Factors contributing to the 2023 slowdown in growth, as reported by EUF members and partners, include:
- A slowdown in EU GDP growth,
- Elevated base interest rates in several countries, prompting a shift towards more economical funding options,
- Excess liquidity in certain sectors following profitable years,
- Reduced consumer spending due to inflationary pressures,
- The discontinuation of partnerships with financially deteriorating clients.
Graph 1. Factoring turnover 2017-2023 (€T)
The growth in factoring turnover in 2023 outpaced the annual increase in European GDP, similar to previous years. However, the average funds allocated per client dropped nearly 3% to €1.0 million, influenced by both a reduction in advances and an increase in client numbers. Conversely, average turnover per client rose by 2% to €8.0 million, driven by the year-on-year increase in overall factoring turnover.
The number of active factoring clients in Europe in 2023 approached 304,000, the highest figure recorded to date. This surge in clientele suggests that in the face of continued economic uncertainties, businesses are increasingly turning to factoring as a source of funding that also offers additional benefits like risk management and debtor control.
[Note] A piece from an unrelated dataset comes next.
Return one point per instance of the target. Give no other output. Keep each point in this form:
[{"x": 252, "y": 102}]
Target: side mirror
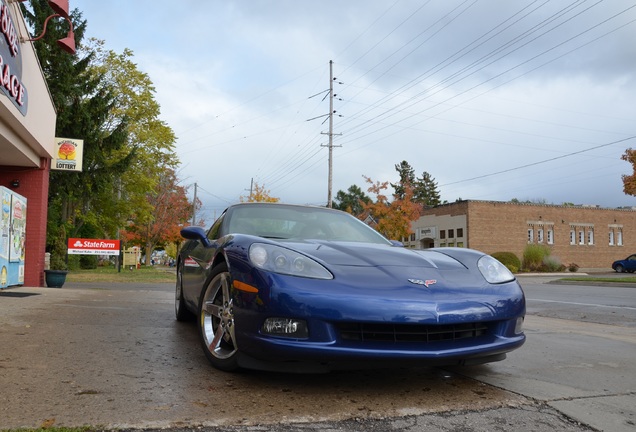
[{"x": 195, "y": 233}]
While the factoring market in Europe is reaching maturity, limiting the scope for explosive growth seen in recent years, the steady increase in turnover and client numbers indicates a return to the industry’s standard growth trajectory prior to the pandemic.
Commenting on the announcement, FCI chairman, Fausto Galmarini said,“It’s been an interesting journey in the world of factoring! After two years of double-digit growth in turn-over, in 2023 we were expecting a slow-down. The EU GDP took a hit, dropping from 3.5% in 2022 to 0.4% and the European Central Bank adopted some strict policies to get inflation under control, which led to lending rates skyrocketing.
“Plus, the macro economic scenario was impacted by some major conflicts happening between Russia and Ukraine, and Israel and Palestine. But, even with all of that going on, the European factoring market is still strong, making up a whopping 66% of the world market. The factoring industry is playing a crucial role in the European real economy, with a stable 12% penetration rate in the GDP. In 2023 International factoring, accounting for 22% of the total turnover, has held its position steady. Non-recourse factoring, with a share of 53%, continues to dominate the market, demonstrating its adaptability to meet the clients’ needs and address the debtors’ risk.”
In 2024 we expect a turn-over growth slightly better than 2023 thanks to the recovery of the EU GDP, the reduction foreseen in the interest rates for the dropping of the inflation, even in a complex scenario because of the conflicts between Ukraine and Russia and Israel and Palestine that are far from finding closure.”